We will create the stop word removal and text cleaning processes below. NLTK library provides a list of common stop words. We will use the list, but remove some of the words from that list. It is because those words are actually useful to understand the sentiment in the sentence.

In [None]:
import nltk, re
from nltk.corpus import stopwords
from nltk.stem import SnowballStemmer
from nltk.tokenize import word_tokenize

# Let's get a list of stop words from the NLTK library
stop = stopwords.words('english')

# These words are important for our problem. We don't want to remove them.
excluding = ['against', 'not', 'don', "don't",'ain', 'aren', "aren't", 'couldn', "couldn't",
             'didn', "didn't", 'doesn', "doesn't", 'hadn', "hadn't", 'hasn', "hasn't", 
             'haven', "haven't", 'isn', "isn't", 'mightn', "mightn't", 'mustn', "mustn't",
             'needn', "needn't",'shouldn', "shouldn't", 'wasn', "wasn't", 'weren', 
             "weren't", 'won', "won't", 'wouldn', "wouldn't"]

# New stop word list
stop_words = [word for word in stop if word not in excluding]
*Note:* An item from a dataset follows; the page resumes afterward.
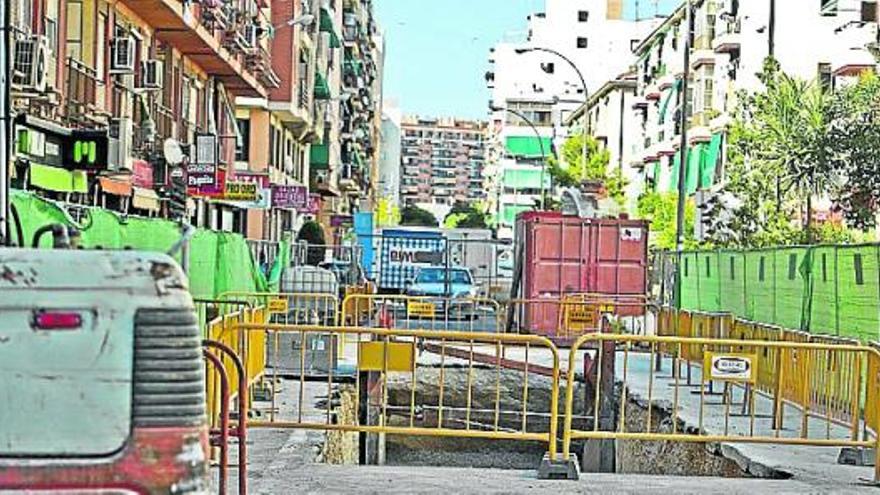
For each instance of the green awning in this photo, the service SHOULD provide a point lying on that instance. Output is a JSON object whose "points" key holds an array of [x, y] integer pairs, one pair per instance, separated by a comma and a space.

snow = SnowballStemmer('english')

def process_text(texts): 
    final_text_list=[]
    for sent in texts:
        filtered_sentence=[]
        
        sent = sent.lower() # Lowercase 
        sent = sent.strip() # Remove leading/trailing whitespace
        sent = re.sub('\s+', ' ', sent) # Remove extra space and tabs
        sent = re.compile('<.*?>').sub('', sent) # Remove HTML tags/markups:
        
        for w in word_tokenize(sent):
            # We are applying some custom filtering here, feel free to try different things
            # Check if it is not numeric and its length>2 and not in stop words
            if(not w.isnumeric()) and (len(w)>2) and (w not in stop_words):  
                # Stem and add to filtered list
                filtered_sentence.append(snow.stem(w))
        final_string = " ".join(filtered_sentence) #final string of cleaned words
 
        final_text_list.append(final_string)
    
    return final_text_list

In [None]:
print("Pre-processing the reviewText field")
df["reviewText"] = process_text(df["reviewText"].tolist()) 
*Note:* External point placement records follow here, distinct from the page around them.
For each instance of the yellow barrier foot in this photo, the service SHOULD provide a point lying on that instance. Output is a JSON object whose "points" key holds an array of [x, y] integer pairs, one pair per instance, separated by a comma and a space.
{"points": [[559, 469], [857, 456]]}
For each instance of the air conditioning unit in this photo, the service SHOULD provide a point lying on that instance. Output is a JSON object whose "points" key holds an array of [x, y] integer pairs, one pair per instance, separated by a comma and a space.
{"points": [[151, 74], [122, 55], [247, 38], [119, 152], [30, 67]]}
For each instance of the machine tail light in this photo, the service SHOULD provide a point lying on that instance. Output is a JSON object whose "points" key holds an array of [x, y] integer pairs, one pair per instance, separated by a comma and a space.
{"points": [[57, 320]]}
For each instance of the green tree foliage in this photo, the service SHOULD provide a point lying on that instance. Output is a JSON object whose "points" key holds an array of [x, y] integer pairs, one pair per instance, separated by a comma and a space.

### 4. Scaling numerical fields:

We will apply min-max scaling to our rating field so that they will be between 0-1.

In [None]:
df["rating"] = (df["rating"] - df["rating"].min())/(df["rating"].max()-df["rating"].min())
df["time"] = (df["time"] - df["time"].min())/(df["time"].max()-df["time"].min())
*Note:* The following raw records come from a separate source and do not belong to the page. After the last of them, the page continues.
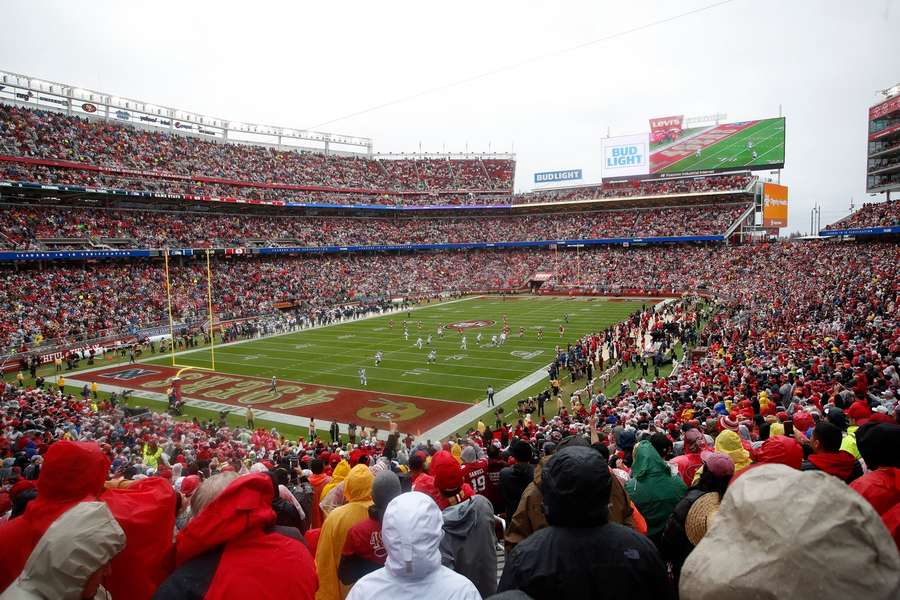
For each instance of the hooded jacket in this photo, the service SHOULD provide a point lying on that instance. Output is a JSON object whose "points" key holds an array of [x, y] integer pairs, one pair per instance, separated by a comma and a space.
{"points": [[653, 488], [318, 483], [529, 516], [75, 472], [411, 531], [358, 493], [229, 550], [881, 488], [728, 442], [783, 533], [338, 475], [469, 546], [581, 555], [841, 464], [77, 545], [513, 481]]}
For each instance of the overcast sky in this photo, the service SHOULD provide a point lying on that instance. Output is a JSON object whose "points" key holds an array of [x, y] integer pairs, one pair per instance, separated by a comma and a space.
{"points": [[303, 63]]}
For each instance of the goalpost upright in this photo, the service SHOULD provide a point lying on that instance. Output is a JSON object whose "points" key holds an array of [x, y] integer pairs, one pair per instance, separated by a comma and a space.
{"points": [[212, 323]]}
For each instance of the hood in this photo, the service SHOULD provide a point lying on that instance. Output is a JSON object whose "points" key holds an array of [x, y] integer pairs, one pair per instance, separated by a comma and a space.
{"points": [[411, 531], [358, 487], [800, 534], [728, 442], [320, 479], [782, 450], [245, 505], [74, 547], [341, 470], [460, 518], [840, 464], [647, 462], [72, 471], [576, 484]]}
### 5. Splitting the training dataset into training and validation

Sklearn library has a useful function to split datasets. We will use the __train_test_split()__ function. In the example below, we get 90% of the data for training and 10% is left for validation.

In [None]:
from sklearn.model_selection import train_test_split

# Input: "reviewText", "rating" and "time"
# Target: "log_votes"
X_train, X_val, y_train, y_val = train_test_split(df[["reviewText", "rating", "time"]],
                                                  df["log_votes"].tolist(),
                                                  test_size=0.10,
                                                  shuffle=True
                                                 )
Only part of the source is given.